Liebe DAV-Mitglieder in Sachsen,
ihr habt sicherlich schon gelesen, wie es mit dem Boofen weitergehen soll und euch davon hoffentlich weder das Weihnachtsfest noch den Jahreswechsel vermiesen lassen.
Seit dem 18.12.2025 ist bekannt, für welche Regelung des Boofens im Nationalpark ab 2026 sich das Umweltministerium entschieden hat: Es bleibt beim jährlichen Sperrzeitraum vom 1.2. bis 15.6., im Gegensatz zu den vergangenen Jahren unbefristet.
Als AG Boofen können wir diese Maßnahme aus den bekannten Gründen nicht mittragen (siehe Mitgliederinfo vom 27.11.2025 an dieser Stelle). Wir Bergsportverbände – Landesverband Sachsen, Sächsischer Bergsteigerbund, Sektion Dresden und Akademische Sektion Dresden – werden gegen die Regelung (d. h. die Änderung des Pflege- und Entwicklungsplan für den Nationalpark Sächsische Schweiz / Teil Bergsportkonzeption, Abschnitt Freiübernachten) Widerspruch einlegen und bereiten uns auf weitere rechtliche Schritte vor.
Wenn ihr die Regelung ebenfalls ablehnt, könnt ihr als Einzelperson, Klub oder Verein auch Widerspruch einlegen, wobei dieser erst im weiteren Verfahren begründet werden muss.
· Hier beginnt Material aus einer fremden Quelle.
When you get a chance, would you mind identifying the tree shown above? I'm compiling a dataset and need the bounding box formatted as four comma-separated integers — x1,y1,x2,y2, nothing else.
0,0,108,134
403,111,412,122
Dazu schreibt ihr an:
Sächsisches Staatsministerium für Umwelt und Landwirtschaft
Abteilung 5: Naturschutz und Boden
Postfach 10 05 10
01075 Dresden
Bitte beachtet, dass der Widerspruchsbescheid nicht kostenlos ist.
Das problematische Ausufern des Boofen in den Jahren bis 2022 war zum Teil nicht zu verhindern (Stichwort Fluch und Segen des Internets). Zum anderen Teil lag es allerdings an mangelhafter Kommunikation und Durchsetzung der damaligen Regeln. Als AG Boofen haben wir die Behörden auf verschiedene Fälle von Fehlverhalten hingewiesen, die online z. B. auf YouTube dokumentiert waren. Solche Ordnungswidrigkeiten wurden nach unserer Erfahrung nur sehr zögerlich verfolgt. In einem Fall, bei dem wir immer wieder nachhaken mussten, kann man durchaus von Verschleppung sprechen.
Die 2022 in Kraft getretenen Maßnahmen bewirkten im Wesentlichen, dass im Sperrzeitraum weniger gebooft wurde und dass die Findigen in illegale Boofen ausgewichen sind. Den gemeinsam mit den Behörden und Naturschutzverbänden vereinbarten Zielen, wie keine Freiübernachtungen an nicht zugelassenen Stellen und keine Feuer, sind wir nur wenig näher gekommen. Demnach ist absehbar, dass auch mit der Neuregelung die Zielstellung eines naturverträglichen Boofens verfehlt wird. Auch erscheint uns die Begründung nicht stichhaltig.
Es fällt mittlerweile schwer zu glauben, dass das Ministerium das Boofen in traditionellem und naturverträglichem Umfang erhalten will, auch wenn uns dies nach wie vor beteuert wird.
Unabhängig davon bitten wir euch, immer die folgenden Regeln beim Boofen einzuhalten und das auch von anderen einzufordern:
- Nutzt im Nationalpark nur die zugelassenen Boofen.
- Seid vor Beginn der Dämmerung in der Boofe.
- Macht kein Feuer.
- Verhaltet euch ruhig.
- Geht sparsam mit Licht um.
- Verrichtet eure Notdurft abseits von Boofen (Überhängen generell) und Wegen, vergrabt Fäkalien und Klopapier.
- Nehmt sämtlichen Müll mit.
Damit schont ihr die Natur und auch eure Mitmenschen.
Beachtet, dass das Boofen im Nationalpark im Sperrzeitraum teuer werden kann (Bußgeld bis zu 50.000 Euro).